いびきをかきはじめてぐったりと…
それから松永と緒方に命じられた清美さんが、浴室に清掃に入った際の状況について、公判における緒方の証言は次の通りだ。
「清美が浴室を掃除する間は、由紀夫を浴室から出して台所に移動させた。由紀夫は自分で立ち上がり、足形を書いた紙を足の下に敷いて、自分で移動して台所まで歩いていった。台所で由紀夫の衣服が汚れていないか確かめた。
衣服を脱がせて確認したのが台所だったか浴室だったかは、はっきり憶えていない。浴室の掃除が一通り終わってから、松永の指示を受けて、由紀夫をふたたび浴室に入れた」
それから由紀夫さんの様子は急変した。判決文は緒方の供述に沿ってそのときの状況を説明する。

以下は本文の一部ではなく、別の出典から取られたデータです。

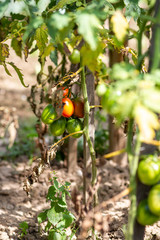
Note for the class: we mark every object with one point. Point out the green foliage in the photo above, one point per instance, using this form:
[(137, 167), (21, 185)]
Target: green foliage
[(23, 226), (58, 218)]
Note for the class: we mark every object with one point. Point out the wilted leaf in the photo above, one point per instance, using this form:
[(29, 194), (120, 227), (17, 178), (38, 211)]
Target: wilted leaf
[(120, 25), (88, 25), (147, 122)]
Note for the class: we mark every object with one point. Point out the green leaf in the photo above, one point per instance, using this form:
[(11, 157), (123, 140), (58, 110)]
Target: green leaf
[(17, 46), (6, 69), (48, 50), (53, 235), (51, 193), (20, 75), (62, 203), (41, 37), (53, 216), (23, 226), (132, 9), (35, 22), (3, 7), (54, 57), (42, 217), (61, 4), (68, 219), (59, 26), (56, 184), (88, 26)]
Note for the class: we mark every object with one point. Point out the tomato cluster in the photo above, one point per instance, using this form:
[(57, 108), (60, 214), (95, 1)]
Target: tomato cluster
[(148, 211), (70, 107)]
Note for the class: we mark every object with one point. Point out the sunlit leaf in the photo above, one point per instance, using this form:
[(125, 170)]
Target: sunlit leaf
[(17, 46), (147, 122), (120, 25), (42, 217), (41, 37), (3, 7), (88, 25), (20, 75), (59, 26)]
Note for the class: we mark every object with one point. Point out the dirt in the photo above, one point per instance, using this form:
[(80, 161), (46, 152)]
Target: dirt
[(16, 206)]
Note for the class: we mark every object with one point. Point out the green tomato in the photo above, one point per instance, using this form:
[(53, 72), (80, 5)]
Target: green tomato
[(58, 127), (144, 215), (49, 114), (154, 200), (75, 56), (149, 171), (74, 125), (101, 89)]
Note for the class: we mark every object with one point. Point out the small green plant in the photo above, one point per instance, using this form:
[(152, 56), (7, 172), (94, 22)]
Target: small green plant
[(23, 226), (58, 218)]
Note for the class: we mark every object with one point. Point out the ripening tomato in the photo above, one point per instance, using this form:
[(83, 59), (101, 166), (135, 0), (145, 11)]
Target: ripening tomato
[(75, 56), (154, 200), (66, 92), (144, 215), (49, 114), (78, 108), (101, 89), (68, 107), (74, 125), (149, 171), (57, 128)]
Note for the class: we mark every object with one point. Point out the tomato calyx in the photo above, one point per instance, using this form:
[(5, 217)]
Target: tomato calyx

〈浴室の床はまだ雑誌が敷かれていない状態だった。由紀夫は、浴室に入ると、洗面所の方を向いてあぐらをかいてしゃがんだ。
松永が洗面所から浴室内の由紀夫に話しかけたところ、由紀夫は、あぐらをかいたまま上半身を前屈させて倒れ、両手を前に伸ばし、額を床に着けた状態で動かなくなり、突然いびきをかき始めた。

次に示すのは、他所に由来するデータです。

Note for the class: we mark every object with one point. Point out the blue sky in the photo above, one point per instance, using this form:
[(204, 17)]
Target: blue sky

松永は、由紀夫の異常に気付き、緒方を呼び寄せた。松永は、由紀夫の様子を見て、緒方に対し、「あんたがご飯食べさせてないけやろうが。」などと言った。
松永と緒方は、すぐに由紀夫の手足を持って由紀夫を台所に運び、床に仰向けに寝かせた。由紀夫は目を閉じており、いびきは止んでいた〉
じつはこの際の由紀夫さんの行動について、公判での清美さんの供述は、一部が異なっている。その要旨は以下の内容である。
「帰宅してから、緒方から早く浴室を掃除するように言われた。そこで浴室の床に敷いてあった雑誌を取り除いたり、床や壁をシャワーで洗い流したりして掃除した。

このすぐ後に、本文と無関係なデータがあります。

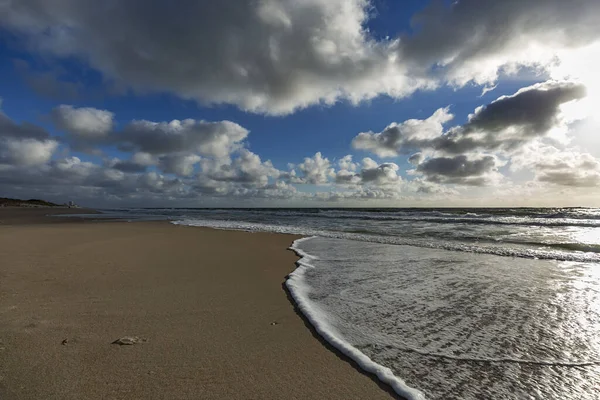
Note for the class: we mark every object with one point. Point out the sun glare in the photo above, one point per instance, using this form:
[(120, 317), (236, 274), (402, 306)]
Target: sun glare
[(581, 65)]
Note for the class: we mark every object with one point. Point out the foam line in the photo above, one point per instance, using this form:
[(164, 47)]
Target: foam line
[(394, 240), (299, 291)]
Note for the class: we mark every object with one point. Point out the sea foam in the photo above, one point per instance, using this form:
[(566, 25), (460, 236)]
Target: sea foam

緒方も雑誌や大便を片付けて袋に入れる手伝いをした。お父さんは掃除の間も浴室内におり、浴室入口付近であぐらをかき、頭を床につけていた。お父さんは私が尻の下にあった雑誌をどけるときに、尻を少し浮かせるように、ゆっくりとした動作で体を動かした。
そのとき、緒方が『はよどかんか』などと声をかけた。お父さんは、そのとき以外はまったく体を動かすことはなかった。誰とも話さず、始終無言でいた。
緒方は洗面所の浴室入口付近に立っていた。松永は、洗面所付近を行ったり来たりしていた。私が浴室の壁や床をシャワーで洗い流していた間、お父さんは動かずそのままの状態でいたが、「グオーグオー」といびきをかき始め、その後ぐったりした。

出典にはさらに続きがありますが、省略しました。